From today's Economic Times Mubai edition front page: A JOKE in Kerala paying tribute to the drinking competencies of Malayalis is that in most towns the only one who can stand without a wobble after 6 pm is the local Gandhi statue. Keeping to that tradition, Keralites have just completed a ‘fizzcal’ year, in terms of contribution to the state exchequer, from drinking.
It would be unusual for any government anywhere in the world to have tax revenue from liquor as its key source of income, but glass-clinking Keralites have managed that, with sales taxes from liquor overtaking tax earnings from petroleum sales for the first time, in 2009-10.
In other words, sales tax collection from petrol, diesel, ATF and kerosene, which contributed 2,903 crore in 2009-10, has been eclipsed by tax revenues from brandy, whisky, wine, gin, rum and other assorted spirits that brought in 3,000.2 crore.
For a perspective of the state’s overall sales tax revenues, taxes on liquor and petroleum now contribute roughly 55%. Another statistic can be more numbing than a quick doublelarge peg that many drinkers prefer when in a hurry: While turnover of the Kerala State Beverages Corporation, or KSBC, over a 22-year period from its inception in 1984 to 2005-06, was 18,100 crore, the earnings in the past four years and four months were a whopping 19,075 crore.

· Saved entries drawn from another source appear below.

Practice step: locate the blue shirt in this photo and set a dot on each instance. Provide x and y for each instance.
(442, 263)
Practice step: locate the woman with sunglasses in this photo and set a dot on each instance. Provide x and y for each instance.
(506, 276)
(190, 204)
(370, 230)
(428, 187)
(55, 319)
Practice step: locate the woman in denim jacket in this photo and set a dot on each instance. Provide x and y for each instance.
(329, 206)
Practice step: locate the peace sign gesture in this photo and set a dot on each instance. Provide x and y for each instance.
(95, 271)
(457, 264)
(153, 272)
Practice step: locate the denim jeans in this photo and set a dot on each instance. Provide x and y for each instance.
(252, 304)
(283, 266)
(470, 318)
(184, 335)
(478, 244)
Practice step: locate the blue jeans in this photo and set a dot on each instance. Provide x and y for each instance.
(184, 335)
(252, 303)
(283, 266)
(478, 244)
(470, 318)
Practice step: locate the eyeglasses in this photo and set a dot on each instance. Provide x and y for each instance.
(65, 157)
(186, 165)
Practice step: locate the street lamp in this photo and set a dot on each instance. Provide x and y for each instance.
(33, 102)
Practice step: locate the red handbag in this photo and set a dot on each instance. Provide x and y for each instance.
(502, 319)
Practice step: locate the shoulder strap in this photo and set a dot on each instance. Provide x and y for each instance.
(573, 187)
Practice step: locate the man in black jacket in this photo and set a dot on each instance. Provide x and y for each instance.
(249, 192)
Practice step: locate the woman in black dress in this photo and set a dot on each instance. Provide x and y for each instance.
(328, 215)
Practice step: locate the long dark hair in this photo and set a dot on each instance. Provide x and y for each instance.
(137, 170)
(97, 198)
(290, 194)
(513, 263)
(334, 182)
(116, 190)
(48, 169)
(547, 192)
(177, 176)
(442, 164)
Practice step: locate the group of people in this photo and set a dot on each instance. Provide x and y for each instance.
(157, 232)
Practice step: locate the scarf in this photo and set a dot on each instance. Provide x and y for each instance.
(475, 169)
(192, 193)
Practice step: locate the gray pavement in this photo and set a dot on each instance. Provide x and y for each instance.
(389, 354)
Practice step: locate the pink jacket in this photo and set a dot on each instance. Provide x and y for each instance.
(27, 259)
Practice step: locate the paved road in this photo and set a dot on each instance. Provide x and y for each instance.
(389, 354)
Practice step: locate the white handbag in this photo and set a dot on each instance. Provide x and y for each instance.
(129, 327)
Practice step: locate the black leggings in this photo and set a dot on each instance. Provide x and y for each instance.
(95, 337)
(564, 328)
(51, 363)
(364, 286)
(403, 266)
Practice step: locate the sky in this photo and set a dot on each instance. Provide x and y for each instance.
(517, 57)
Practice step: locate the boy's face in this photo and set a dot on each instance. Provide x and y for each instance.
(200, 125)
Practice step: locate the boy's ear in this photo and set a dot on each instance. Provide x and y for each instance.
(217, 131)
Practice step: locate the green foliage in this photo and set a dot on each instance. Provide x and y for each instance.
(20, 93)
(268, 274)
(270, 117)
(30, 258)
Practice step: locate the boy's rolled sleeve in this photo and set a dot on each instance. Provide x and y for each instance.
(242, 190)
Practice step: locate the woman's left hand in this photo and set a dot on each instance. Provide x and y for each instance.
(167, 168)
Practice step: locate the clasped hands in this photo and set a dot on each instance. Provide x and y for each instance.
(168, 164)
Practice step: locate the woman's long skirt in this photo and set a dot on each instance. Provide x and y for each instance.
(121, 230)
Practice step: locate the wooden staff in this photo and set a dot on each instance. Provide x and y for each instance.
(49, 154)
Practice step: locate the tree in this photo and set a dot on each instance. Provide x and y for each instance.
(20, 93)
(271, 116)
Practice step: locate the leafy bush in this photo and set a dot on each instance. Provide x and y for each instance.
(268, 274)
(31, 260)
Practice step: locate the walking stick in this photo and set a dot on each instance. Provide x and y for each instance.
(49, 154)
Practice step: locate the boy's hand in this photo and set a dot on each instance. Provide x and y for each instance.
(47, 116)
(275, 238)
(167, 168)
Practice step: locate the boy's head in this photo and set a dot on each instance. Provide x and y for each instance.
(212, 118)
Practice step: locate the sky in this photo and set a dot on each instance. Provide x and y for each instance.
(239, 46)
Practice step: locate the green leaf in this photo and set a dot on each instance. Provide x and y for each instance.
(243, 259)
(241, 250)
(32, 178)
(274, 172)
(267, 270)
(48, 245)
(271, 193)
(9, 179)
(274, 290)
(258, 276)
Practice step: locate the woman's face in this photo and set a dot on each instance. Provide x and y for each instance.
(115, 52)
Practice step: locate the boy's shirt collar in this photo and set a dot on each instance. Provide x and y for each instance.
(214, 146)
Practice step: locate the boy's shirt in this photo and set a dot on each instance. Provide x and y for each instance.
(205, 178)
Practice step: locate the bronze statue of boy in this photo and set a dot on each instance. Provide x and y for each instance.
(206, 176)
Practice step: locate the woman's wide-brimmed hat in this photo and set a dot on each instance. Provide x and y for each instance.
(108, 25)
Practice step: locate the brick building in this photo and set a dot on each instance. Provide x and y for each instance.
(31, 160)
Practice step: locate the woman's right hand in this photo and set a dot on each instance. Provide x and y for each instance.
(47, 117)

Keralites’ drinking pattern surprises President Patil
CONTRIBUTION to the exchequer in the first 22 years was 13,722 crore, while in the past four years and four months, the gross contribution to the coffers tallied 14,922 crore, said N Shanker Reddy, managing director, KSBC. And, all of this despite the state’s influential Catholic Church constantly decrying the easy availability of liquor, and even an expression of dismay by President Pratibha Patil about the drinking pattern of Keralites, when she visited the state last year.